Response to Vipul Kochar's experiment with LLMs

My background

To be very precise and helpful for this experiment I am explaining my background so that readers can weigh what they want to retain from this response as experience vs something as opinion. I have never worked on banking applications like finacle, so I will be of little help to validate test cases, yet I have done my studies in finance so I understand basic finance concepts. I come from vast experience in Testing Generative AI models much before ChatGPT wave started. We were building a summarisation model for summarising conversations in a startup where I was working during my last job. I come with a lot of Tech background although I work as a Tester my passion for building things has made me build some ML solutions as well as my pet projects.

Opinion on the Overall Approach taken by Vipul

After reading Vipul's post with multiple revisions multiple times. And some of the very good responses to it. I like the idea of Testing LLMs. What he intends to do is very much what we in the testers community should all do rather than relying on opinions posted in multiple forums. I am impressed with his curiosity. The little I know about Vipul since I don't know him personally but his LinkedIn profile says he hails from a Testing Background which makes me think about how he can miss this basic flaw in this experiment which I am going to talk about. As they say when we don't know the domain we don't jump on to solutions. Testing and Test Cases are kinds of solutions. As a tester when I approach a Testing assignment I try to know and learn as much as possible about software that we are making to solve a specific set of problems. I wish Vipul had done that as a first step before approaching an experiment especially if he is coming out with certain opinions after the experiment. Otherwise, my experiments will be neutral just stating facts of proceeders, inputs and outputs without any inferences. Because for inferencing we need knowledge of that specific domain to weigh the correctness of things. The second flaw I see with the experiment is he trying to come up with test cases. In my experience whatever applications I have tested however deep I know screens, functionality etc and with however elaboration I come up with test cases I will still have scope for unknowns. Which gets uncovered in experiential testing while interacting with the application. E.g. With how much precision we can persist interest rate this fact counts for some difference in amounts. for an amount of 1,000,000, an interest charge of 1.26% for 3 months amounts to 37800 and an interest charge of 1.255% for 3 months amounts to 37650, if the application allows precision up to only 2 decimal places then this difference will be prominent I may explore the above only after exploring the application with how much precision this is happening right now some may come up with this test case upfront depending on the knowledge they have with this domain

The nuances involved

Hallucination/Bias

After reading multiple test cases that this experiment results in I can see that Vipul has given some information to the model and the model is coming up with certain answers with certain things it already Knows without even Vipul providing it. Which looks fascinating at the surface but it has its own troubles.
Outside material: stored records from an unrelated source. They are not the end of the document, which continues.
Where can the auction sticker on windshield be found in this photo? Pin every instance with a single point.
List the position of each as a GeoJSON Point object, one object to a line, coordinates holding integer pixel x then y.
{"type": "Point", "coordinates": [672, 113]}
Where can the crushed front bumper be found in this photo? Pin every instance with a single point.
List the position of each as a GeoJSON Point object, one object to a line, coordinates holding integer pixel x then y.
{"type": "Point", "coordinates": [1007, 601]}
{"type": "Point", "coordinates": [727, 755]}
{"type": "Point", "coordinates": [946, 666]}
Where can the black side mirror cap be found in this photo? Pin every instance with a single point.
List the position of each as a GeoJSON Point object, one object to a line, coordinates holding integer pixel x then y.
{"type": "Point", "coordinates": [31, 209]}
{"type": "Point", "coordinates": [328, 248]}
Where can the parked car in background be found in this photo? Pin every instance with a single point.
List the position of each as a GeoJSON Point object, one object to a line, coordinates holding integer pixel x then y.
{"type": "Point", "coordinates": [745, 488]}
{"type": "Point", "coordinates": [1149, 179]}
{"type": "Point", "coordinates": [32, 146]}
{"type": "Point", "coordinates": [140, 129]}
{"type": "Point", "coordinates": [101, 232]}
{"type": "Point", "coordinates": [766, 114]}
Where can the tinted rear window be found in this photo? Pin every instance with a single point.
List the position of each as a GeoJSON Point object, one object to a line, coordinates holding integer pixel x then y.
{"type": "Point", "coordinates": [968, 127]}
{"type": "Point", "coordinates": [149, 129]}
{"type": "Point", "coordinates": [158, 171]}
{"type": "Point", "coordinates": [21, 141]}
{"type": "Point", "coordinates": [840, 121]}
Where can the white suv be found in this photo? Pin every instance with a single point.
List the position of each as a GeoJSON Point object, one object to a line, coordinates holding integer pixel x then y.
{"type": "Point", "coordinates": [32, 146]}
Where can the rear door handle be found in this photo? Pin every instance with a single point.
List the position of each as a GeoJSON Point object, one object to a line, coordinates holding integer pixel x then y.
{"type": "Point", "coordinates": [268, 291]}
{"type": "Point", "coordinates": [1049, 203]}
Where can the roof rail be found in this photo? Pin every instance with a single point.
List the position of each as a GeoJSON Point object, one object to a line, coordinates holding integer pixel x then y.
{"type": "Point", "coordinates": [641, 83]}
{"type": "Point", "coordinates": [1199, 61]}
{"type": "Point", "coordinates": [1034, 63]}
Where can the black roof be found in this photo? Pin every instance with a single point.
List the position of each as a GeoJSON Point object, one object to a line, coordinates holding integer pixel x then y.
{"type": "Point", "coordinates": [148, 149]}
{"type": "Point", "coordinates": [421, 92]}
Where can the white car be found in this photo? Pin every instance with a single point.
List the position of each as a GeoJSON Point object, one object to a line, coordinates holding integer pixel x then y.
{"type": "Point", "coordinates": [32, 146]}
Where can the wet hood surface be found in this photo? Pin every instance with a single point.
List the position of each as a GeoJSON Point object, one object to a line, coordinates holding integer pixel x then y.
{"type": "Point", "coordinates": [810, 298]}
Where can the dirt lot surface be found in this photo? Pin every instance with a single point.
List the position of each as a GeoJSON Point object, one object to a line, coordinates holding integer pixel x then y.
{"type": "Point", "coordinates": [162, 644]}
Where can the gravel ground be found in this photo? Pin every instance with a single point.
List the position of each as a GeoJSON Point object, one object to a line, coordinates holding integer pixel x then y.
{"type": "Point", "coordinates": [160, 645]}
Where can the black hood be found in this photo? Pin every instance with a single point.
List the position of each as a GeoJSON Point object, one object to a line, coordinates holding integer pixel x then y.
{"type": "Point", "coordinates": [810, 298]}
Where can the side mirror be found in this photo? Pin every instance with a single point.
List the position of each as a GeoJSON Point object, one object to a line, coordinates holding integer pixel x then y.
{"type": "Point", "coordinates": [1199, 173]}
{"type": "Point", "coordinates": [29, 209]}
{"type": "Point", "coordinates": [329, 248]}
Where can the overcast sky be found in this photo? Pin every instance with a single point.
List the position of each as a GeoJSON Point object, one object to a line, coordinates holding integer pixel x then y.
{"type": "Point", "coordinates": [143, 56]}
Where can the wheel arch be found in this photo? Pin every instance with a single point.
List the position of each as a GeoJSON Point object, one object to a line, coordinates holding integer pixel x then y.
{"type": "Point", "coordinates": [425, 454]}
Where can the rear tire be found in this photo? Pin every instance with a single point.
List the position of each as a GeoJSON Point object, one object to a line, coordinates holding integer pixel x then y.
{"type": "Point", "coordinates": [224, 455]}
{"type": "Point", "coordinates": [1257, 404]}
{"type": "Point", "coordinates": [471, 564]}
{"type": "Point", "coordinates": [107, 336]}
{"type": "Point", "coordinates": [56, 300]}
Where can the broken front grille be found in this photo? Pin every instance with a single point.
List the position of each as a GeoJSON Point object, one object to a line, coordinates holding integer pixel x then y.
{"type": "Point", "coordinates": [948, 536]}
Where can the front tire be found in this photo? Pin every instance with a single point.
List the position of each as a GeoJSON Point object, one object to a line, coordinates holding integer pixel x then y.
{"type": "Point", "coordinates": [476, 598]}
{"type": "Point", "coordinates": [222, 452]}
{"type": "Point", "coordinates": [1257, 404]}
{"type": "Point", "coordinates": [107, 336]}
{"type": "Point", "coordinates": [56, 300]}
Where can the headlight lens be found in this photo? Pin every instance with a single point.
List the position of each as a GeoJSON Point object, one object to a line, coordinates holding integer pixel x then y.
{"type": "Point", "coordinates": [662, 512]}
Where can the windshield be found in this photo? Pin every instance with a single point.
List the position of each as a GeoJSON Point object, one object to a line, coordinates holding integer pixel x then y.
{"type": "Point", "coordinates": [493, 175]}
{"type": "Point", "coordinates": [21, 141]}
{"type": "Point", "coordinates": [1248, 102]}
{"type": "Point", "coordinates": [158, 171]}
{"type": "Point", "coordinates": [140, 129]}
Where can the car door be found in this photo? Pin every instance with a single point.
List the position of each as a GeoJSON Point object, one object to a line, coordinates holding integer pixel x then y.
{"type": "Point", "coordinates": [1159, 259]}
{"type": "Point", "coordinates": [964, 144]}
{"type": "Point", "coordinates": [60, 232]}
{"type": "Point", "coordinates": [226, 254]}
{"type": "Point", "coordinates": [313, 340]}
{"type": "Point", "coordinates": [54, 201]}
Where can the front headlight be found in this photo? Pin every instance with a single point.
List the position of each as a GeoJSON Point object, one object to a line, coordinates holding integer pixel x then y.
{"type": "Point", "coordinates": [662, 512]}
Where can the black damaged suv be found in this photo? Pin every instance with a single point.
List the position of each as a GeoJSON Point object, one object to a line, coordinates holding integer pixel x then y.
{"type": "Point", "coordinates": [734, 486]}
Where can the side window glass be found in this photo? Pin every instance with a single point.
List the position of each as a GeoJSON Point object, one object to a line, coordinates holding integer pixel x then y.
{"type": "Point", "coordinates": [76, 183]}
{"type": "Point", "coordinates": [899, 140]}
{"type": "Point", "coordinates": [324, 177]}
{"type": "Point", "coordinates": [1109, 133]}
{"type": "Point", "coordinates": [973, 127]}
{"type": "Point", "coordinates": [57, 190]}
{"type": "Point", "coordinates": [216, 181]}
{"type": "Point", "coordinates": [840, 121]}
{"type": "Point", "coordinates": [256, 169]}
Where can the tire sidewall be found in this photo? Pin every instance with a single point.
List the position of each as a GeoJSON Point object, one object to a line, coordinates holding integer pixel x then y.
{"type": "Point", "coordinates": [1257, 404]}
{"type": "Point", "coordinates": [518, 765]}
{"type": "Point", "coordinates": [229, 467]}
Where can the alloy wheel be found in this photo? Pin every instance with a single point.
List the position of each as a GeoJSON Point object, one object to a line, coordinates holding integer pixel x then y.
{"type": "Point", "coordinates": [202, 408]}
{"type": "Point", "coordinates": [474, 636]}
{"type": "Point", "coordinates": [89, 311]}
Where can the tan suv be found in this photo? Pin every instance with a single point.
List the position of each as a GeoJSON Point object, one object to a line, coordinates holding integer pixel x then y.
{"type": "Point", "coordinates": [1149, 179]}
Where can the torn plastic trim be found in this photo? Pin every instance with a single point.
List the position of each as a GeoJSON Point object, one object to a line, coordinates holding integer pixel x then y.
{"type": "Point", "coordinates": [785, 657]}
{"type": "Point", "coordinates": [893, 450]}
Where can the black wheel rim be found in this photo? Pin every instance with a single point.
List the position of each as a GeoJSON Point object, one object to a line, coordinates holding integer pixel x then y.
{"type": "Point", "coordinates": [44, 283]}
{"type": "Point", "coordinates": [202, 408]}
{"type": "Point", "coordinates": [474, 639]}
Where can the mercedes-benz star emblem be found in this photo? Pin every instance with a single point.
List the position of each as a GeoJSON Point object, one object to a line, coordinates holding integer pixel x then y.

- The model is Generating (Hence Generative) things based on the data it was fed, weights and biases it has formed during its training process. But in the real testing world when we call someone a Subject Matter Expert we can trust his/her knowledge to a certain degree based on accreditations and experience can we do it for LLMs? can we call LLMs Subject matter experts?
- The other issue is software undergoes revisions I am not sure which revisions data was fed into this model for the model to learn about this specific domain and which revision Vipul is asking it to make test cases for, the testing may differ based on this factor as well.

Yes Man tendency of LLMs

Despite If I had all the basic background of this specific domain if Vipul had asked me a similar question as a Tester he asked to LLM I might have expressed my inability to come up with an answer because I may have needed more specific details about What it means by Finacle? why we are building it? etc. I would have asked more context by asking appropriate questions and then I may have come up with answers. LLMs at present state don't have this capability of being at drivers sit for digging out more context and they will answer whatever they can answer with the set of training they had and with the set of limited context you have provided. This makes them very unreliable. They will only give up in extreme situations but otherwise, they will answer even if it may be completely wrong.

Rest of the other things

The rest of the inabilities of LLMs are very well tested and have been put to light by Michael Bolton and James Bach's work already so I am not repeating it. Whatever issues they have identified with them are valid in my opinion

My overall take

Most of my responses above are critical yet I see LLMs as a good progression and advancement in technology. I have been using them for certain tasks like rephrasing my blog posts to articulate my thoughts in better words (I make sure I make it very clear to them what they should retain and what they should rephrase). Yet I keep on weighing their responses in whichever tasks I delegate to them and final judgment is kept with me on what to accept and what not to accept.